2.5.5. Modified Vimentin 58-GRVYATRSSAVR-69 (p18)

Patient-processed stool samples were diluted 1:100 in PBS/0.05% Tween 20/1% albumin and incubated for 30 min. Unbound antibodies were washed out with twice with 200 µL of PBS/0.05% Tween. Bound autoantibodies were detected with horseradish peroxidase conjugated anti-human IgG (Dianova, Hamburg, Germany) and visualized with 3,3’, 5,5”-tetramethylbenzidine (TMB) as substrate for the peroxidase. Optical density was measured with standard micro-titer plate reader (Tecan, Germany). Standard curves were established by using a patient serum from the Outpatients Department of Rheumatology, Dresden. The reference range was defined by healthy volunteers (n = 300) as mean antibody reactivity plus three standard deviations (SD). The detection of rheumatoid factor IgM, and anti-CCP IgG antibodies were measured using commercially available ELISA kits (Orgentec Diagnostika, Germany), and a cut-off of 20 IU was used to define antibody positivity. In the citrullinated, acetylated, and carbamylated vimentin peptide assays, a cut-off of 20 IU was used to define antibody positivity. Peptides were manufactured and used in accordance with the general protocol for the Orgentec immunometric enzyme immunoassay [43,44]. Briefly, 0.5 µg/mL of biotinylated vimentin peptide either citrullinated (GRVYAT-Cit-SSAVR, carbamylated (GRVYAT-HCit-SSAVR), or acetylated (GRVYAT-Lys(ac)-SSAVR were loaded on streptavidin precoated cavities of a standard micro-titerplate (Thermo Scientific, Denmark), and unspecific binding was blocked with PBS supplemented with 1% bovine serum albumin.

3. Results

3.1. Patient Charactristics

Demographic data and the current medication of participating patients are summarized in Table 1.

3.2. Effects on T cell Homeostasis

Flow cytometry analysis of CD4+CD25+FoxP3+ cells from whole blood samples of RA patients at baseline and after the 28 days of high-fiber supplementation revealed a significant (p = 0.0138) increase in the numbers of Tregs at day 28 (Figure 2a). Flow cytometry analysis for CD4+T-bet+ (Th1) and CD4+RORγt+ (Th17) cells following high-fiber supplementation revealed a significant (p = 0.0135) increase of the Th1/Th17 ratio on day 28 (Figure 2b). At the same time, neither total CD4+ or CD8+ T-cell numbers were changed (Figure 2c,d). Hence, high-fiber supplementation appears to affect T-cell polarization rather than globally affecting T-cell numbers.

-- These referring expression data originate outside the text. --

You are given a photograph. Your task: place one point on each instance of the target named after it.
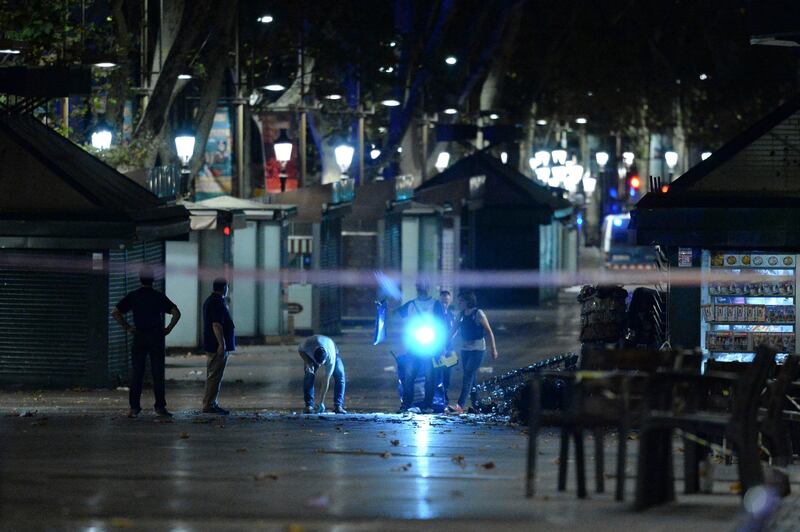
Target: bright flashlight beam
(424, 335)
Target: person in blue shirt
(219, 339)
(149, 307)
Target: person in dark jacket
(149, 307)
(219, 339)
(474, 328)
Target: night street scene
(356, 265)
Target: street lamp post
(344, 157)
(184, 146)
(442, 161)
(102, 136)
(602, 159)
(671, 157)
(283, 153)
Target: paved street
(272, 471)
(270, 377)
(71, 459)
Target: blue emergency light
(424, 336)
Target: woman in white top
(474, 328)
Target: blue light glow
(424, 335)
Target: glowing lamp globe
(344, 156)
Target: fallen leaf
(320, 501)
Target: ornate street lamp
(602, 159)
(559, 156)
(184, 146)
(344, 157)
(442, 161)
(102, 136)
(283, 153)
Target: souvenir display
(748, 301)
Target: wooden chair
(776, 418)
(603, 393)
(680, 403)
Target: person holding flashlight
(417, 359)
(322, 361)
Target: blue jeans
(470, 362)
(338, 385)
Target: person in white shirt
(322, 362)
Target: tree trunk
(187, 40)
(120, 76)
(217, 60)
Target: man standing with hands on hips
(219, 339)
(148, 306)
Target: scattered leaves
(459, 460)
(320, 501)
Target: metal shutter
(44, 319)
(392, 242)
(330, 294)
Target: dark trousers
(412, 368)
(470, 362)
(338, 385)
(444, 371)
(147, 344)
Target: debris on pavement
(320, 501)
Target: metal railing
(165, 181)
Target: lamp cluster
(561, 173)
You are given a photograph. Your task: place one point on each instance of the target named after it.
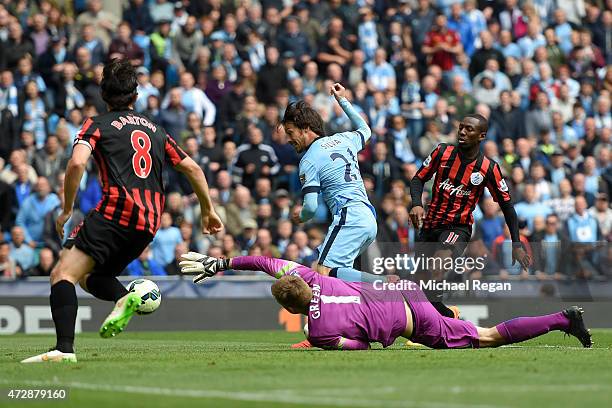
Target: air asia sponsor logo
(503, 187)
(132, 120)
(315, 311)
(476, 179)
(459, 191)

3.3. Effects on Signs and Symptoms of Arthritis

As RA patients do not have substantial inflammatory activity at baseline due to stable effective DMARD therapy, disease activity measures such as DAS 28 were low already at baseline, and did not significantly change during the study period (Table 2). However, the Short Form (SF) 36 Health Survey, which is a 36-item instrument for measuring patients’ quality of life, significantly improved after the 28-day period of nutritional intervention affecting both the physical (physical functioning, p = 0.0007) and the mental components of life quality (general health, p = 0.0137) (Table 2). The Health Assessment Questionnaire Disability Index (HAQ-DI) is currently the most widely used measure of physical functioning and disability across rheumatic diseases, particularly in RA [45]. Here, within this short period of dietary high-fiber supplementation, HAQ values did also show significant (p = 0.0036) improvements (Table 2).

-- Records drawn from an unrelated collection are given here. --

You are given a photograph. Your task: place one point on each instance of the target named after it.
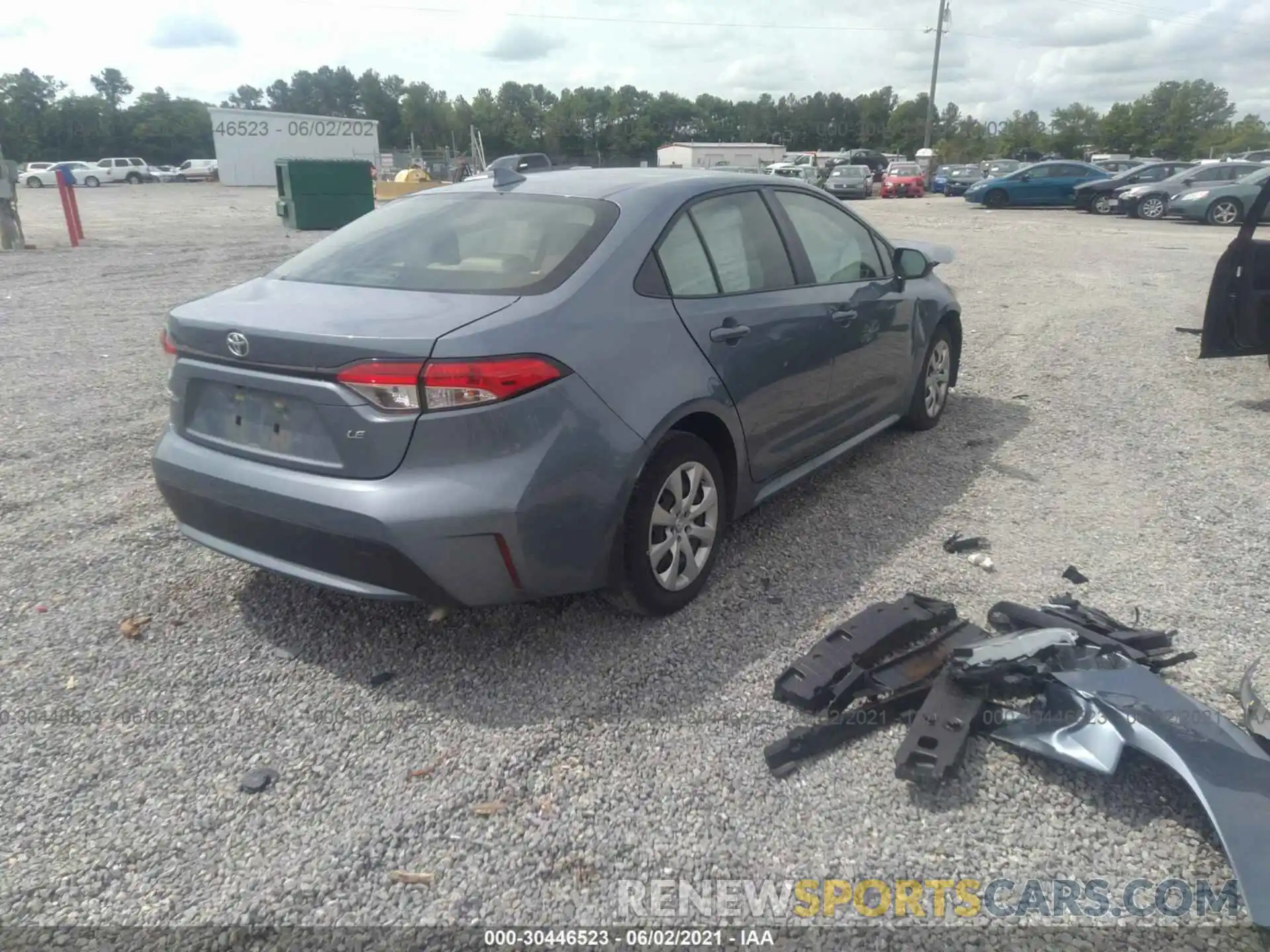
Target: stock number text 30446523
(296, 127)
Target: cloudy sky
(999, 55)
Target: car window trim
(794, 237)
(683, 210)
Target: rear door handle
(730, 333)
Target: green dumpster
(323, 194)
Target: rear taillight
(393, 386)
(450, 385)
(447, 385)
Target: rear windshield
(460, 243)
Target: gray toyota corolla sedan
(529, 386)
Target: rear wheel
(931, 390)
(1224, 211)
(672, 530)
(1151, 207)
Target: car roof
(605, 183)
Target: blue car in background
(1042, 184)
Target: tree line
(38, 120)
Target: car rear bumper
(532, 517)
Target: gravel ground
(1085, 432)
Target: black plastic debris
(843, 656)
(1075, 575)
(806, 743)
(958, 543)
(916, 654)
(258, 779)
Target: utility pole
(940, 30)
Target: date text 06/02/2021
(633, 938)
(342, 128)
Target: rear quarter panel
(632, 350)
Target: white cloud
(1000, 56)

3.4. Effects on Routine Laboratory Parameters and Markers of Bone Resorption

Routine laboratory assessments did not show a significant change during the short study period (Table 3). There was a slight increase in blood eosinophil counts at day 28 (p = 0.0558) (Table 3). C-reactive protein levels were low at baseline, and slightly but not significantly (p = 0.2246) decreased after 28 days. Chronic inflammation in RA also leads to bone loss. Bone destruction is caused by an elevated resorption activity of osteoclasts, which can be measured by increased levels of collagen fragments (CTX-I) [46]. Here, we show that serum CTX-I (Crosslaps) concentrations were significantly reduced (p = 0.0322) in RA patients treated with high-fiber supplementation (Table 4).

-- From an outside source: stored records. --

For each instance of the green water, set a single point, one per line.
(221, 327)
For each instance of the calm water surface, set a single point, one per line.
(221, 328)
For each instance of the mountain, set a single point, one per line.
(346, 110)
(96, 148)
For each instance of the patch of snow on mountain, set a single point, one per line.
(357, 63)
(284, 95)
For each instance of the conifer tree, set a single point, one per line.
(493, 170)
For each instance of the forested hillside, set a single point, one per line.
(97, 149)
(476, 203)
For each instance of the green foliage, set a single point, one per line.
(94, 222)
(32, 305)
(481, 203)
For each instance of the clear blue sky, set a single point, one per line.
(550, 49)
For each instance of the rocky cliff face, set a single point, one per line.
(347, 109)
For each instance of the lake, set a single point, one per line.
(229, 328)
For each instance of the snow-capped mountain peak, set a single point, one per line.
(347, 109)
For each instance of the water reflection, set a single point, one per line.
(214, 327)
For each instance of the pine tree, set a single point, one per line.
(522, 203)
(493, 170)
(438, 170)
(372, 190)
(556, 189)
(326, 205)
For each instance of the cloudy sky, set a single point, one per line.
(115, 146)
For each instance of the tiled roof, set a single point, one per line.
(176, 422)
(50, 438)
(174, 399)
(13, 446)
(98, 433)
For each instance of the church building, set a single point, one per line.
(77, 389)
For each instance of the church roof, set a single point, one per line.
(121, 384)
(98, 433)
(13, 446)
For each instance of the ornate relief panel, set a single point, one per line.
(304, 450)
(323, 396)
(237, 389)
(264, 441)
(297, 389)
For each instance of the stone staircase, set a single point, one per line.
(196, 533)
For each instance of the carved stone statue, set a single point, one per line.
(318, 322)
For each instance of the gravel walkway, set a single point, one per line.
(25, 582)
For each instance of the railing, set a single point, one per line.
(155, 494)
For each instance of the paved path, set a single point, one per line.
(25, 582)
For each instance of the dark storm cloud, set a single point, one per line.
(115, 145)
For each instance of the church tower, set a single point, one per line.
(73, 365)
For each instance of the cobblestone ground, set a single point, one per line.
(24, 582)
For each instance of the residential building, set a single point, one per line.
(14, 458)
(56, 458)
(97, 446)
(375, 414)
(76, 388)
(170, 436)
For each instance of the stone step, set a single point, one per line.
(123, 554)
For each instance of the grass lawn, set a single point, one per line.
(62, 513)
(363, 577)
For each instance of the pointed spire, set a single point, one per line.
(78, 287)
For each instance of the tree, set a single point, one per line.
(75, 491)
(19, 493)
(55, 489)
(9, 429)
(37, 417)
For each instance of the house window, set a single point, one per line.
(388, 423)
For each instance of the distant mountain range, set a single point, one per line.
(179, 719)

3.5. Effects on Immunological Parameters

We observed significant changes in the levels of mucosal immunity-associated IgA subclasses after nutritional intervention (Table 4). Hence, the total IgA (p = 0.034) and IgA1 (p = 0.0442) were significantly reduced at 28 days following high-fiber supplementation. The effects of IgA were more global rather than specific for IgA antibodes against citrullinated proteins. The IgM rheumatoid factor and IgG anti-citrullinated protein antibodies, which are rather specific for RA-related autoimmunity and associated with more severe disease [41,47] slightly decreased, but overall were not significantly changed during the 28-day treatment. Of note, anti-citrullinated vimentin p18 peptide antibody levels were also significantly (p = 0.0063) reduced 28 days after high-fiber supplementation (Table 4).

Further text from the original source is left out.